The present disclosure relates to a learning data generation apparatus, a learning data generation method, and a program.


BACKGROUND ART

One of the important tasks of a service provider operating an information and communication technology (ICT) system is to ascertain a state of an abnormality occurring in the ICT system and to quickly cope with the abnormality. Therefore, a scheme for detecting an abnormality occurring in an ICT system early and a scheme for estimating an abnormal portion have been studied (for example, NPL 1 and NPL 2). As schemes for estimating an abnormal portion, for example, a scheme described in NPL 3, a scheme described in NPL 4, and the like have been proposed. NPL 3 proposes a scheme for modeling a relationship between an abnormal portion and a change in data in an ICT system caused in the abnormal portion as a causal model by using a Bayesian network, and estimating the abnormal portion from data observed during abnormality. NPL 4 proposes an abnormality factor identifying scheme by generating fault data by chaos engineering.

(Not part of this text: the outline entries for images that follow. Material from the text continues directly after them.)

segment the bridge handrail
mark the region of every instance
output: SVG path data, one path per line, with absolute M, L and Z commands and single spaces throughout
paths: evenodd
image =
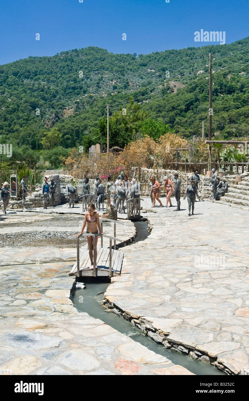
M 140 199 L 140 200 L 144 200 L 142 198 L 131 198 L 129 199 L 127 199 L 126 200 L 126 203 L 128 202 L 130 202 L 131 200 L 134 200 L 134 199 Z
M 109 277 L 111 278 L 111 256 L 112 256 L 112 240 L 114 239 L 114 243 L 115 244 L 116 241 L 119 241 L 121 242 L 123 241 L 122 239 L 120 239 L 119 238 L 117 238 L 115 237 L 111 237 L 111 235 L 107 235 L 106 234 L 97 234 L 96 233 L 86 233 L 81 234 L 80 235 L 74 235 L 73 237 L 76 237 L 77 238 L 77 274 L 78 275 L 78 277 L 79 277 L 79 239 L 81 237 L 85 237 L 86 236 L 90 236 L 93 237 L 93 274 L 95 277 L 96 277 L 98 273 L 98 269 L 97 267 L 96 267 L 96 237 L 105 237 L 109 239 Z M 102 245 L 102 244 L 101 244 Z M 114 249 L 115 248 L 115 245 L 114 246 Z
M 110 238 L 111 239 L 115 239 L 116 241 L 119 241 L 119 242 L 121 242 L 122 241 L 123 241 L 122 239 L 120 239 L 120 238 L 117 238 L 115 237 L 111 237 L 111 235 L 107 235 L 107 234 L 97 234 L 95 233 L 88 233 L 87 234 L 86 233 L 85 234 L 82 234 L 81 235 L 73 235 L 73 237 L 71 237 L 71 238 L 72 239 L 73 239 L 73 238 L 77 238 L 77 237 L 79 237 L 79 238 L 80 238 L 80 237 L 83 237 L 83 236 L 85 237 L 86 236 L 88 236 L 88 235 L 90 235 L 91 237 L 94 237 L 94 236 L 106 237 L 107 238 Z

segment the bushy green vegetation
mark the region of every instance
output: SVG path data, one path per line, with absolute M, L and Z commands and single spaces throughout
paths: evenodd
M 249 44 L 246 38 L 138 57 L 90 47 L 1 66 L 0 142 L 12 143 L 13 160 L 30 167 L 39 161 L 38 151 L 57 147 L 54 160 L 43 155 L 59 163 L 63 148 L 106 144 L 107 103 L 111 146 L 123 147 L 139 130 L 155 140 L 169 129 L 188 138 L 201 134 L 202 119 L 207 135 L 209 52 L 213 132 L 247 136 Z

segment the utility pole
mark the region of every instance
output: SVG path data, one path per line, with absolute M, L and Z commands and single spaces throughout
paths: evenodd
M 209 140 L 212 140 L 212 53 L 209 53 Z M 212 163 L 212 145 L 209 145 L 209 158 L 210 160 L 210 169 Z
M 107 153 L 109 152 L 109 105 L 107 105 Z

Here, when an abnormal portion is estimated by the causal model, there are two methods of constructing the causal model. The first method is a method of defining and modeling an abnormal portion and a rule of a change in data in an ICT system caused by the abnormal portion based on knowledge or the like of an expert operator (for example, NPL 3). The second method is a method of constructing a causal model from an abnormal portion during past abnormality and data at that time. In the studies of the related art, a causal model is constructed by one of the two methods and an abnormal portion is estimated.


In general, only a small amount of data during a fault can be obtained on an ICT system. However, in chaos engineering, a fault is intentionally inserted into the ICT system, and an abnormal portion and data at that time are collected. Accordingly, the collected data can be used for modeling a Bayesian network or can be used for learning data such as a support-vector machine (SVM), and an abnormal portion and a factor can be estimated.


CITATION LIST
Non Patent Literature



  • NPL 1 K. Tajiri, T. Iwata, Y. Matsuo and K. Watanabe, “Fault Detection of ICT systems with Deep Learning Model for Missing Data,” 2021 IFIP/IEEE International Symposium on Integrated Network Management (IM), 2021, pp. 445 to 451.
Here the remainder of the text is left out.